Biomarkers and SNP-polymorphisms in Post-infarction Cardiac Remodeling

The widespread introduction of modern methods of treatments of myocardial infarction in routine clinical practice has lead not only to a decrease in mortality, but also to an increase in the number of patients with chronic heart failure. It is known that inflammation develops in myocardial infarction in response to cell damage, which is accompanied by activation of the cells of the immune system and eventually with scarring. Chronic aseptic inflammation is not only a universal biological reaction in response to necrosis of cardiomyocytes, but the cellular molecular basis of post-infarction cardiac remodeling. At the same time, the imbalance of pro- and anti-inflammatory mediators can have some negative effects on the healing processes of the damaged myocardium and subsequent remodeling of the heart. In adverse heart remodeling, elevated levels of proinflammatory cytokines (IL-1β, IL-6, TNF-α, etc.) and reduced secretion of anti-inflammatory cytokines (IL-4, IL-10, etc.) persist for a long time.

Recently, the endotoxin hypothesis of cytokine production has been of great interest among scientists. Endotoxin is a molecule of the lipopolysaccharide (LPS) of the outer cell wall of gram-negative bacteria. LPS is a powerful inducer of cytokine release, and chronic endotoxin load is at least one of the reasons for the activation of the innate immune system. One of the most important and unresolved problems in pathophysiology is the study of the nature of the inflammatory response, or rather the cytokine response cascade, reparation and neoangiogenesis developing in the myocardium in response to ischemic damage, as well as genetically determined regulation of these processes. Factors determining the dual role of cytokines in the development of adverse cardiac remodeling can be polymorphisms of their genes, in particular, single nucleotide polymorphism of genes - SNP (single nucleotide polymorphism) with replacement of one nucleotide by another. SNP in promoter regions regulate the intensity of gene expression, different levels of secretion and function of interleukins, growth factors, and, accordingly, their biological effects. Uncovering the mechanisms that regulate the secretion of angiogenic growths factors, pro- and anti-inflammatory cytokines in patients with AMI could potentially become the basis for developing new treatment tactics based on modulating the immune response and neoangiogenesis in AMI by introducing into ischemic tissues of cytokines or angiogenic growth factors in the form recombinant proteins or as a part of genetic constructs to stimulate regeneration.

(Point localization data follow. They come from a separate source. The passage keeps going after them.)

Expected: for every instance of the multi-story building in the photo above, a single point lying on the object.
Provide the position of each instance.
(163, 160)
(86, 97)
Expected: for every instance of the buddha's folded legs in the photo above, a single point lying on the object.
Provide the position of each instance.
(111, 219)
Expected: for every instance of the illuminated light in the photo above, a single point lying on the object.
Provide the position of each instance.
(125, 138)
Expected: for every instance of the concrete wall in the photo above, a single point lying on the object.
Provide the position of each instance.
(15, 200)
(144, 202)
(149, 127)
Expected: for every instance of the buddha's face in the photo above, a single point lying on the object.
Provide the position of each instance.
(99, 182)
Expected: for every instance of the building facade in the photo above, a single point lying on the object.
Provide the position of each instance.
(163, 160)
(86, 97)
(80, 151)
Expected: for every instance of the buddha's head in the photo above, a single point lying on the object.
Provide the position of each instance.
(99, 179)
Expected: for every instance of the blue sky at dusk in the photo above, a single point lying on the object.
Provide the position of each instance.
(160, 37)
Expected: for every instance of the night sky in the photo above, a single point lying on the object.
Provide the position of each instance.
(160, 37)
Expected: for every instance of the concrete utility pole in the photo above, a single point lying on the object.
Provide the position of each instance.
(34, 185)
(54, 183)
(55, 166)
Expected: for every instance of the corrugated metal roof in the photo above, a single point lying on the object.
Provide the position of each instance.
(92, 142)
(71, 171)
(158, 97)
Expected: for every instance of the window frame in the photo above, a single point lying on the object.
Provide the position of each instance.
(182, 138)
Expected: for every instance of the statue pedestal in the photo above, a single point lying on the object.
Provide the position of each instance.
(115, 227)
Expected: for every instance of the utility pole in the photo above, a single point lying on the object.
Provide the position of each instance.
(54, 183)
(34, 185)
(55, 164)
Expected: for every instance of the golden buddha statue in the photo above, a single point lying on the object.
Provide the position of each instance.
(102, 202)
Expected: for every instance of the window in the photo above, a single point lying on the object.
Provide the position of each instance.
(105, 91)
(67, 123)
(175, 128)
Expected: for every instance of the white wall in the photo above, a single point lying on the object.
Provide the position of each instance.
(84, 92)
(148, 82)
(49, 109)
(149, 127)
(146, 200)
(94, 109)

A total of 200 patients with acute primary myocardial infarction with ST segment elevation will be recruited. Upon admission, all patients receive standard therapy, as recommended for the treatment of myocardial infarction. Within 24 hours of admission, coronary angiography and revascularization of the infarct-related artery are performed. On the days 1 and 7 of hospitalization and on the day of discharge, blood will be taken to determine the dynamics of serum concentrations of pro- and anti-inflammatory biomarkers, markers of myocardial necrosis; gene polymorphisms will be studied; echocardiography will be performed to assess the structural and functional characteristics of the heart after AMI. After 3 and 12 months, patients undergo studies to dynamically assess the structural and functional state of the heart.